Sevas didn’t flinch at his words. Her jaw set, her gaze fixed on Takkian. She had heard that same tone back home, from people too worn down by years of suffering to fight back. She refused to let it crush her now.
“This isn’t the same. I’m not going to just talk about leaving. I’m going to do it.” She rose to her feet and leaned toward Takkian, searching his face for cracks in the stoic armor he wore so well. “But I can’t do it alone. You know how this place runs, how they think. You’ve survived this long because you know how to adapt. We can do this, Takkian. Together.”
For a moment, he said nothing. His eyes flickered with something unreadable as his wings shifted slightly behind him, a restless twitch. Sevas held her breath, waiting for him to dismiss her like Bruil or push her away.
Takkian regarded her in silence. The weight of her words hung between them. His gaze was sharp, unwavering, as though he was dissecting every inch of her resolve. His claws tappedfaintly against his forearm, a rhythm she was recognizing as a sign he was thinking, calculating.
When he finally spoke, his voice was low, deliberate. “You don’t know what you’re asking for.”
Sevas didn’t back down. Her heartbeat thundered in her ears, but she forced herself to meet his eyes. “I’m asking for a chance,” she said. “A chance to do something that matters, to not just…exist here until they decide they’re done with me.”
Takkian’s teeth ground together. He glanced toward Bruil, who was watching the exchange with a mix of curiosity and skepticism, then back to Sevas. His eyes flared bright in the dim cell. He leaned in closer. His imposing frame made the small space between them feel even smaller.
“If I agree to this,” he said, his voice dropping to a near-growl, “you need to understand there’s no going back. No second chances. The handlers, the mechs, the Axis—they don’t forgive. They’ll crush us the moment they sniff out an escape plan. And the people here, the fighters? They’ll turn on us the moment it benefits them.”

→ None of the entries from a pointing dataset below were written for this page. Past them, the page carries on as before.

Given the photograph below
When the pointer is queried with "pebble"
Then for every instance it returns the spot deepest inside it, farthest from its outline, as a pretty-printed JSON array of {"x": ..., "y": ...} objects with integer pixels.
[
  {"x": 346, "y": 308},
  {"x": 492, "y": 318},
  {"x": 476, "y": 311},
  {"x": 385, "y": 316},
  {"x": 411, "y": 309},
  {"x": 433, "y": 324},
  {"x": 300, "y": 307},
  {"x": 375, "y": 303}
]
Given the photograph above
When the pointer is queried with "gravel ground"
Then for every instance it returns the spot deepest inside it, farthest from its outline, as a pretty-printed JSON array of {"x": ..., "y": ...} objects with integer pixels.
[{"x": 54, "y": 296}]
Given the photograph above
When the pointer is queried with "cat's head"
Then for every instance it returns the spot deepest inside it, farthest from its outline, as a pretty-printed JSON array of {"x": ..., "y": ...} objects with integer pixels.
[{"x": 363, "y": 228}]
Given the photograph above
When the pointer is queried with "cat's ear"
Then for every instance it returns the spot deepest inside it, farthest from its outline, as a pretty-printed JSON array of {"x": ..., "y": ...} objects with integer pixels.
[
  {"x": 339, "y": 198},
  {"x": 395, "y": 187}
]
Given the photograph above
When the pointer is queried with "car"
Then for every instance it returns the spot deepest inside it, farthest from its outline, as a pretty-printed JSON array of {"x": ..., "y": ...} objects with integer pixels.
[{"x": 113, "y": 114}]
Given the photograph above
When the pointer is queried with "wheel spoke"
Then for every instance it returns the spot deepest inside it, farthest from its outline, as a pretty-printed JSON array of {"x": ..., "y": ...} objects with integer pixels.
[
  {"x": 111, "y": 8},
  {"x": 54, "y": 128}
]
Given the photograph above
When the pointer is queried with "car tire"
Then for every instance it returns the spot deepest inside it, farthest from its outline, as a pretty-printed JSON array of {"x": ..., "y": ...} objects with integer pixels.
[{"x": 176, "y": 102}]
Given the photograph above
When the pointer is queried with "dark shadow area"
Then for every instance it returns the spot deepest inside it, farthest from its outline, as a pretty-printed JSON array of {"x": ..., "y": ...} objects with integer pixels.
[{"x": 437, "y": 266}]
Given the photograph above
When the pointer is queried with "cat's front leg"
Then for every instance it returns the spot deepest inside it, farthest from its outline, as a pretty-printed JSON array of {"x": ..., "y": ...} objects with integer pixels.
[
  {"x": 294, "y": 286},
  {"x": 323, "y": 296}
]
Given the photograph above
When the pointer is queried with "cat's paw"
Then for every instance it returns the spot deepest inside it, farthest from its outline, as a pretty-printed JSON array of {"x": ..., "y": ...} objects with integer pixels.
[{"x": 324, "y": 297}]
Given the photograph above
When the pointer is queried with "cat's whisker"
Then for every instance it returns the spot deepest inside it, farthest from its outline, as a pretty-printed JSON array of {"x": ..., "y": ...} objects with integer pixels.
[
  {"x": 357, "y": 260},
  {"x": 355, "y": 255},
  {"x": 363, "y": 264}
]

“I understand,” Sevas replied. She straightened, ignoring the pain, her gaze locked on his. “But I’ll take that over waiting to be put in a final match.”
Takkian studied her for a long, heavy moment. His wings shifted behind him again in a restless twitch that betrayed the turmoil beneath his cool exterior. Finally, he exhaled sharply through his nose, the sound more like a growl than a sigh.
“Very well,” he said at last, his tone clipped. “But don’t think for a second this will be some triumphant rebellion. This isn’t about hope or justice. This is survival. Nothing more.”
Sevas let out a breath she hadn’t realized she was holding. Relief mixed with adrenaline, pooling low in her gut. She nodded firmly. “That’s all I need.”
“You’re a mad one, little Terian,” Bruil said, shaking his scarred head. His yellow eyes gleamed with something between amusement and disbelief. “No one’s gotten out of here. Ever.”
Sevas turned her gaze to Bruil. “Then we’ll be the first.”